Alessandro Di Battista torna in Italia. Dopo due settimane di ricovero a Cuba, l’ex deputato del Movimento 5 Stelle dovrebbe lasciare oggi l’isola a bordo di un volo sanitario diretto nel nostro Paese. Il viaggio, studiato in base alle sue condizioni mediche, sarà effettuato a tappe e a bassa quota e potrebbe durare circa 12 ore. Se il programma verrà rispettato, l’arrivo in Italia è previsto per il pomeriggio di sabato 12 settembre.
Per «Dibba», 48 anni, è il primo passo di un percorso che dovrebbe consentirgli di proseguire le cure in Italia. L’ex parlamentare si trova a Cuba dal 28 agosto, quando è stato colpito da un ictus mentre era sull’isola per realizzare un reportage per il Fatto Quotidiano, con cui collabora.

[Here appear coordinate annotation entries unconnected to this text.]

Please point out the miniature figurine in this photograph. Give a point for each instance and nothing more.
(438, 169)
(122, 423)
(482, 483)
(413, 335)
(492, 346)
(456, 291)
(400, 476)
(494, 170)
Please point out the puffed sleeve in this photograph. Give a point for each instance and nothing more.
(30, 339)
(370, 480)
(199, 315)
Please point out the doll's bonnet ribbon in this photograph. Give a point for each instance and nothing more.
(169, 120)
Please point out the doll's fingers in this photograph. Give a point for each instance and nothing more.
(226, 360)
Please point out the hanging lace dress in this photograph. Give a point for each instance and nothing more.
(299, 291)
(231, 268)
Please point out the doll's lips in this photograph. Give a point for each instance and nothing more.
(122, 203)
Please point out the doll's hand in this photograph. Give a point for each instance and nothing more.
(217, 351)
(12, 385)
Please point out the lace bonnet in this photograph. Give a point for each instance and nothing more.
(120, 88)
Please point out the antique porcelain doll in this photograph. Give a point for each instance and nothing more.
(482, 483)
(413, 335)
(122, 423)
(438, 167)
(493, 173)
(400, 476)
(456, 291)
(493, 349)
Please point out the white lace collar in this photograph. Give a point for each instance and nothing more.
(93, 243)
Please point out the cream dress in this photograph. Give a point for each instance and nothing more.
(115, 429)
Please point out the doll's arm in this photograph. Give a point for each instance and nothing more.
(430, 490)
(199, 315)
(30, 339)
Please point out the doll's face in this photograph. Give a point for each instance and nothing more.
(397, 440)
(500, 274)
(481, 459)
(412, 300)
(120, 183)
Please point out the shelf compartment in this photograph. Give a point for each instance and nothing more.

Un violento mal di testa aveva fatto scattare l’allarme: il primo ricovero era avvenuto a Santa Clara, nell’ospedale più vicino, prima del trasferimento all’Hermanos Ameijeiras dell’Avana, struttura più attrezzata dove è stato successivamente operato.

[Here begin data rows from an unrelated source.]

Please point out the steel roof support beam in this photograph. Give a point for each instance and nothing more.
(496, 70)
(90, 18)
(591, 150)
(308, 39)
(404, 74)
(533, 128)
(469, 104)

Il rientro era stato preparato da giorni, ma le condizioni cliniche di Di Battista avevano finora impedito il trasferimento. Le autorità italiane si erano immediatamente attivate. Il ministro degli Esteri Antonio Tajani aveva confermato la disponibilità delle istituzioni a organizzare un volo sanitario non appena i medici avessero ritenuto possibile affrontare il lungo viaggio verso l’Italia.

A Cuba, nel frattempo, sono arrivati anche la compagna Sahra Lahouasnia, madre dei due figli della coppia, e due specialisti del Policlinico Gemelli, un neurochirurgo e un rianimatore. Una presenza necessaria per seguire da vicino l’evoluzione del quadro clinico e valutare le condizioni più sicure per il trasferimento. L’obiettivo, fin dall’inizio, è stato quello di riportare Di Battista in Italia senza mettere a rischio i progressi ottenuti durante la degenza cubana.

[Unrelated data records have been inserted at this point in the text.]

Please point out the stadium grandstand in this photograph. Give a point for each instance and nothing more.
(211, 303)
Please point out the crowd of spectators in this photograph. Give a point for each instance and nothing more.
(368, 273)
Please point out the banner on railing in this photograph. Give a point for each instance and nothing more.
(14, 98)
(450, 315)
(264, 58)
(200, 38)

Un primo tentativo era stato programmato per il 4 settembre. Lo stesso Di Battista, attraverso Instagram, aveva annunciato la partenza spiegando di sentirsi meglio e precisando che i costi dell’aeroambulanza sarebbero stati coperti dall’assicurazione sanitaria sottoscritta prima del viaggio. Una precisazione arrivata anche per spegnere le polemiche nate intorno alle spese per il rientro. L’aeroambulanza era arrivata alle Bahamas ed era pronta a raggiungere L’Avana per imbarcare l’ex parlamentare e riportarlo a Roma.
Poi, però, il quadro è cambiato. Nella notte le condizioni di Di Battista sono peggiorate e i medici dell’Hermanos Ameijeiras hanno deciso di intervenire direttamente a Cuba, facendo saltare il trasferimento già organizzato. L’operazione, secondo quanto riferito successivamente dall’associazione Schierarsi, fondata dallo stesso Di Battista, è riuscita e l’ex parlamentare ha affrontato «nel migliore dei modi» la fase successiva all’intervento.
Da quel momento gli aggiornamenti sono stati necessariamente prudenti. Nessun dettaglio ulteriore è stato diffuso sulla diagnosi o sulla prognosi, mentre l’attenzione si è concentrata sulla risposta alle cure e sulla possibilità di affrontare finalmente il viaggio verso l’Italia. La cautela dei medici ha imposto tempi più lunghi del previsto, trasformando il rientro in una vera e propria operazione sanitaria complessa.
Ora, salvo nuovi imprevisti, l’aeroambulanza dovrebbe decollare oggi con Di Battista a bordo. Il trasferimento sarà effettuato con un volo a bassa quota e con diverse tappe, una modalità scelta proprio per adattare il viaggio alle sue condizioni e garantire l’assistenza necessaria durante il tragitto. Il programma prevede l’arrivo a Roma domani pomeriggio, dove potrà proseguire il percorso terapeutico e riabilitativo sotto la supervisione dei medici italiani.
Per l’ex deputato, volto storico e particolarmente combattivo del Movimento 5 Stelle delle origini, comincia così una nuova fase. Prima di pensare alla politica e alle sue battaglie pubbliche, però, viene la salute. Dopo l’ictus, il ricovero, l’intervento e il lungo stop forzato a Cuba, il ritorno in Italia rappresenta soprattutto un altro passo verso la ripresa. L’attesa, adesso, è tutta per il suo arrivo a Roma e per i prossimi aggiornamenti sulle sue condizioni.